Nevertheless, the FireWire spec continued to develop through trade associations like the 1394TA. In the original spec, FireWire can handle 400Mbps over copper wire with a cable length maximum of 4.5 meters — the longest hop you can take in the bus. Up to 64 devices can be connected to one bus, and all devices must be within 16 hops of each other. Thus, devices can be a maximum of 72 meters apart. Spec updates like 1394b in 2002 brought faster bus speeds — up to 3.2 gigabits per second — and much longer cable lengths became feasible, especially with fiber-optic cable introduced as a possible conduit. (As a reference, cable that can handle 200 Mbps can carry 80 audio channels at 24-bit/48kHz.)
Yamaha first saw potential in FireWire for broader applications that would extend from the MI market to the professional studio, and even the live world. With the development of mLAN (music Local Area Network), Yamaha focused on creating a FireWire-based protocol that would be implemented in its MI line, as well as its digital mixers — basically into any system that could send or receive audio and MIDI to or from another. As with CobraNet and MaGIC, mLAN sends audio and MIDI across the same cable. Eighty percent of bandwidth is devoted to isochronous, or realtime, streaming of data with 20 percent reserved for asynchronous operation, such as for control purposes. Various companies have begun to include mLAN options for I/O, including Apogee, Kurzweil, Otari, PreSonus, and, of course, Yamaha.
One of mLAN's contributions to FireWire is connection management, which facilitates how and when various devices on a bus talk to each other, whether they are a synth, a mixer, a mic pre, etc. Managing the bus can be done via computer program or a dedicated GUI on a piece of gear. It's worth noting that, as with CobraNet and MaGIC, mLAN was designed to exist without a computer. That said, there are current explorations in developing a connection management server that allows multiple users to employ Web-enabled devices to configure mLAN-connected systems.

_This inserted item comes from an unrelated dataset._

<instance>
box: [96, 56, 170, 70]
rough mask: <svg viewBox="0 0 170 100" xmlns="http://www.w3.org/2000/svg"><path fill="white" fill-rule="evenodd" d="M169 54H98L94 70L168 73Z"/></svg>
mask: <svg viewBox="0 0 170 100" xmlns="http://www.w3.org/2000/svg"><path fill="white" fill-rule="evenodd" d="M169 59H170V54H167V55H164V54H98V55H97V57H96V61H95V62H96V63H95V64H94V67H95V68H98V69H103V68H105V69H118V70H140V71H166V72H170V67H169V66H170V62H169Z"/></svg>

Over several years, the architecture of mLAN has gone through a major revision that's made it more appropriate for the live market. Bandwidth allocation has been improved, allowing for more dynamic and customizable use of resources over a network. In addition, the future introduction of bridges (slated for 1394.1) will provide the ability to hook up multiple FireWire buses without bus reset issues. This means you will be able to hot-plug a device on one bus without interrupting data flow on the other — thus creating a seamless entry in the middle of a live performance. In fact, one 1394 bus can completely fail without it affecting any other connected busses. As of press time, the release date for 1394.1 had not yet been announced.
Since CAT-5 is so ubiquitous in facilities around the country, it's interesting to note that members of the IEEE are exploring ways of sending FireWire data across long cable runs. While CobraNet clearly leads the market, the growth of FireWire-based devices and increasing flexibility of mLAN-based approaches might challenge CobraNet in the future.
A wireless future?
Don't expect a lot of smaller venues to start adapting facilities for networked digital audio any time soon. We're still in the early days here, and cost/benefit issues are a reality, even though the costs of computer-controlled switching matrices have been going down in price over the last five years. However, larger venues might realize a savings over time, especially as more manufacturers design consoles, mic pres, amplifiers, and loudspeakers that can be fed and controlled via networked systems.
Bandwidth limitations will probably forestall any substantial development in wireless audio networks. However, it's best to not predict. As Mark Twain once said: “Apparently there is nothing that cannot happen.”